Ukrainian Village is home to a number of beautiful scared spaces that rival some the most beautiful churches you’d find in Europe. New to this year’s line-up is St. Helen Roman Catholic Church (2315 W. Augusta). This Polish parish was formed in 1913, and in the early 1960s the present structure was commissioned. It features a blend of Art Deco, Modernism and tradition – with a Biblical fish motif. The spacious interior and ceiling are decorated to draw all eyes to the altar, which is illuminated by light coming through slits in the walls. The stained glass contains mostly geometric patterns in small fragments of bright, unfiltered colors. A life-sized bronze statue of Pope St. John Paul II greets passersby on Augusta Boulevard.

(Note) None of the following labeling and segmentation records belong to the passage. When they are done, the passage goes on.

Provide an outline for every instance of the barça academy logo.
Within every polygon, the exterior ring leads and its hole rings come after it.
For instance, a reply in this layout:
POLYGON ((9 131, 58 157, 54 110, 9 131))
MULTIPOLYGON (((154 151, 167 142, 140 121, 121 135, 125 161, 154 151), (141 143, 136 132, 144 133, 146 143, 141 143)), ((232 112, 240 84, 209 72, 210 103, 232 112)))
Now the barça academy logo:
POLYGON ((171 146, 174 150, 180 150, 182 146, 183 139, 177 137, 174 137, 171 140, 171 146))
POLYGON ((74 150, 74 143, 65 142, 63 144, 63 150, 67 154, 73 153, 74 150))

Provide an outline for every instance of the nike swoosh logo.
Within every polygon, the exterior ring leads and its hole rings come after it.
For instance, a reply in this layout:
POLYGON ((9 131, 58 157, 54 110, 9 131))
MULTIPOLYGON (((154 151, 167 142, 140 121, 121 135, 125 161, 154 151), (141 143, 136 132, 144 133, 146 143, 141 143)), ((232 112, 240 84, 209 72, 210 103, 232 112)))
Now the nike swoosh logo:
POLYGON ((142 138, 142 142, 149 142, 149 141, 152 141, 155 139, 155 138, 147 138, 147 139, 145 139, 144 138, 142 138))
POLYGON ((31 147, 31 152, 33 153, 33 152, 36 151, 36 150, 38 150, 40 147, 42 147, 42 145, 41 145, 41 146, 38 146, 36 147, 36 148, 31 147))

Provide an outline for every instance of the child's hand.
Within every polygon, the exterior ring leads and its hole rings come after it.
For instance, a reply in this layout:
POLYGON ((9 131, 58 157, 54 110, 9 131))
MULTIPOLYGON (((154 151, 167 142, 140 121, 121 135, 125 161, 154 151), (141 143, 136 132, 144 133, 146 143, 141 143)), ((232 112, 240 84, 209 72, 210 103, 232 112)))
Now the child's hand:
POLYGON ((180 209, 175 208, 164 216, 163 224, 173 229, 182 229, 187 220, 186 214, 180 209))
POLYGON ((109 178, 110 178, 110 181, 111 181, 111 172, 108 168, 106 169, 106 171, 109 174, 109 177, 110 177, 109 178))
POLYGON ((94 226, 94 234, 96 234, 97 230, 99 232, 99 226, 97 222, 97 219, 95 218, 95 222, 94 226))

From dive bars like Phyllis’ Musical Inn to hot alternative music clubs like Empty Bottle and trendy restaurants such as chef Jared van Camp’s Leghorn chicken (959 N Western Ave), Bite (1039 N Western Ave.), Smoke Daddy’s (1804 W Division St), Mirai Sushi (2020 W Division St.), Boeufhaus (1012 N Western Ave.) and others—the neighborhood has it all.

Hyde Park

In Hyde Park, the Powhatan (4950 S. Chicago Beach Drive) is among the most exuberantly-detailed of Chicago’s Art Deco apartment houses. The landmark 22-story building stands out for Charles Morgan’s decorative details, including the colorful mosaics that decorate the façade, lobbies and swimming pool, where they suggest the mural abstractions at Frank Lloyd Wright’s Midway Gardens. The building retains its original elevator cabs, decorated in burled wood, aluminum panels and etched mirrors. The eclectic Art Deco elements include references to Lake Michigan and Chief Powhatan on the exterior, scenes from around the world in the outer lobby and exuberant flowers and birds decorating the inner lobby. “All the luxuries of an ocean liner,” marveled a Chicago journalist at the time of its opening.

Lincoln Park

In Lincoln Park, the 42-story full-amenity high rise at 2650 North Lakeview, built in 1973 and housing nearly 400 units, is opening its doors to the general public offering fantastic views of the neighborhood, Lincoln Park, the lake and skyline from the rooftop.